Ohne meine Kinder wäre ich sowas von „lost!“
Ohne meine Kinder wäre ich sowas von „lost“, weil ich nämlich gar nicht wüsste, dass „lost“ ein neuer Anglizismus ist. Genauso wie „insane“ oder „creepy“ oder vielleicht sogar „random“, obwohl, der wurde so viel von meinem ehemaligen Arbeitskollegen verwendet, dass ich das vielleicht doch wüsste ;)
Meine Kinder halten mich ständig auf dem aktuellen Stand, was Jugendsprache angeht. Nicht dass ich als Schulsozialarbeiterin ständig in diesem Slang sprechen würde, da wären wir ja wieder bei der Peinlichkeit (siehe vorheriger Blog), aber ich muss unbedingt wissen was die Wörter bedeuten und wie sie eingesetzt werden. Sonst spreche ich mit meinen Jugendlichen und kann beim Verwenden dieser Begriffe nicht mehr wissend die Augenbrauen hochziehen und kurz souverän nicken.

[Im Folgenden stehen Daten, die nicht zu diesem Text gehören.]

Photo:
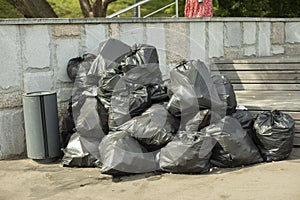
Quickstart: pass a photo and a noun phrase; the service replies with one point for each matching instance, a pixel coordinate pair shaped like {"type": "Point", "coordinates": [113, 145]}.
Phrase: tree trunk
{"type": "Point", "coordinates": [34, 8]}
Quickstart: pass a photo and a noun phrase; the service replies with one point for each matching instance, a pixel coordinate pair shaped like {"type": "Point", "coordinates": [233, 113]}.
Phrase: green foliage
{"type": "Point", "coordinates": [256, 8]}
{"type": "Point", "coordinates": [8, 11]}
{"type": "Point", "coordinates": [222, 8]}
{"type": "Point", "coordinates": [66, 8]}
{"type": "Point", "coordinates": [146, 8]}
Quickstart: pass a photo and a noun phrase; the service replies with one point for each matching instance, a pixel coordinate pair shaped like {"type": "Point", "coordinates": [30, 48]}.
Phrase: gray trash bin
{"type": "Point", "coordinates": [41, 126]}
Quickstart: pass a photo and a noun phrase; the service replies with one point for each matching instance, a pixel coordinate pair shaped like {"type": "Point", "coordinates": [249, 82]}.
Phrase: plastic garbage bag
{"type": "Point", "coordinates": [88, 126]}
{"type": "Point", "coordinates": [75, 155]}
{"type": "Point", "coordinates": [247, 121]}
{"type": "Point", "coordinates": [74, 64]}
{"type": "Point", "coordinates": [110, 54]}
{"type": "Point", "coordinates": [127, 104]}
{"type": "Point", "coordinates": [199, 121]}
{"type": "Point", "coordinates": [142, 65]}
{"type": "Point", "coordinates": [193, 90]}
{"type": "Point", "coordinates": [234, 146]}
{"type": "Point", "coordinates": [226, 93]}
{"type": "Point", "coordinates": [121, 154]}
{"type": "Point", "coordinates": [153, 129]}
{"type": "Point", "coordinates": [158, 93]}
{"type": "Point", "coordinates": [189, 152]}
{"type": "Point", "coordinates": [67, 126]}
{"type": "Point", "coordinates": [138, 66]}
{"type": "Point", "coordinates": [275, 133]}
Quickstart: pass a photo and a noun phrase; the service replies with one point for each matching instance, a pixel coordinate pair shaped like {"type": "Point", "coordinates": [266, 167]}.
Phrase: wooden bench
{"type": "Point", "coordinates": [265, 83]}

Meine Kinder sind meine wandelnden Lexika. Inzwischen kann ich auch einfach nachfragen, wenn wieder das nächste neue (manchmal neue/alte Wort) kommt.
Seit neusten sagt man ständig wieder „ja moin“, als ob es das nicht schon gegeben hätte. Dann lächle ich so ein bisschen vergnügt in mich rein.
Aber es geht ja noch weiter:
Brandaktuell hat mein Bonussohn (Danke an Jesper Juul für diese Wortschöpfung, anstatt Stiefsohn) mir mein altes MacBook von 2010 so aufgepimpt (haha, manche Wörter snd halt doch in den eigenen Wortschatz übergegangen), dass ich es jetzt quasi wie ein neues benutzen kann.
Alles gesichert, zurückgesetzt, neustes mögliches Systemupdate durchgeführt, alle notwendigen Einstellungen ausgeführt und eine neue Festplatte eingebaut.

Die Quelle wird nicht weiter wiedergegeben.